Non so se è un passo avanti o un salto nel buio, ma di sicuro è un punto di rottura. Non c’è ordine, non c’è protocollo. È un disco che non chiede permesso, non cerca approvazione. Dove prima c’era una certa esigenza di coerenza, ora c’è spazio per l’errore, per lo strappo. È un disco più viscerale, più sbilenco, forse meno “corretto” ma più urgente. Un gesto che non si può spiegare del tutto senza rischiare di perderlo.

4. Brani come “Sangue Inchiostro” o “Provo Ribrezzo” sembrano affrontare temi forti. Che tipo di urgenza ti muove nella scelta di certe parole o immagini?

Scrivo per non mentire, anche quando mentire sarebbe più comodo. “Sangue Inchiostro” è una resa alla forza delle parole. “Provo Ribrezzo” è un’esplosione che non cerca consolazione. Non filtro, non smusso: apro la finestra nel mezzo della tempesta, sapendo che entrerà tutto, anche ciò che preferirei lasciare fuori. “Provo ribrezzo” è la timidezza che non ha più timori.

5. Nel disco collabori con Massimiliano Bocchio su quattro brani. Come si è sviluppata questa sinergia e che cosa ti ha portato sul piano espressivo?

Con Massimiliano è stato uno scambio quasi clandestino, un’incursione nei territori dell’altro. Ci siamo scambiati zone d’ombra e zone di luce, in un’alleanza fatta di fiducia e disinnesco. Lui mi ha spinto verso un’apertura più nuda e limpida, io ho portato nel suo mondo un’energia più ruvida, più abrasiva. È una scrittura a quattro mani dove niente è decorativo, ma nemmeno spiegato: tutto ha un peso, ma non sempre una risposta.
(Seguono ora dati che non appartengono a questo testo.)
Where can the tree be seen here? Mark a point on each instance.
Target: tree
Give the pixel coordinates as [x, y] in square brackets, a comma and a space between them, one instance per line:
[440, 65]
Ringrazio anche i musicisti e il producer Luca Grossi dello studio Flat Scenario e dell’etichetta Ohimeme che mi ha ancora una volta guidato per strade impervie. A volte si torna a casa anche cambiando direzione.

6. Guardando avanti, hai accennato a un possibile interesse per la dimensione teatrale e narrativa del racconto cantato. Stai già lavorando a qualcosa in questa direzione?

Sì, sempre con Mamo stiamo scrivendo.

Ci sono una decina di nuove canzoni. Ma non so ancora se finiranno in una scena, in un disco o chissà dove. Mi interessa la voce quando diventa corpo, quando il testo si espone fuori dalla canzone e si mette in gioco in uno spazio nuovo. Sicuramente non sarà accomodante. E francamente, non mi interessa che lo sia.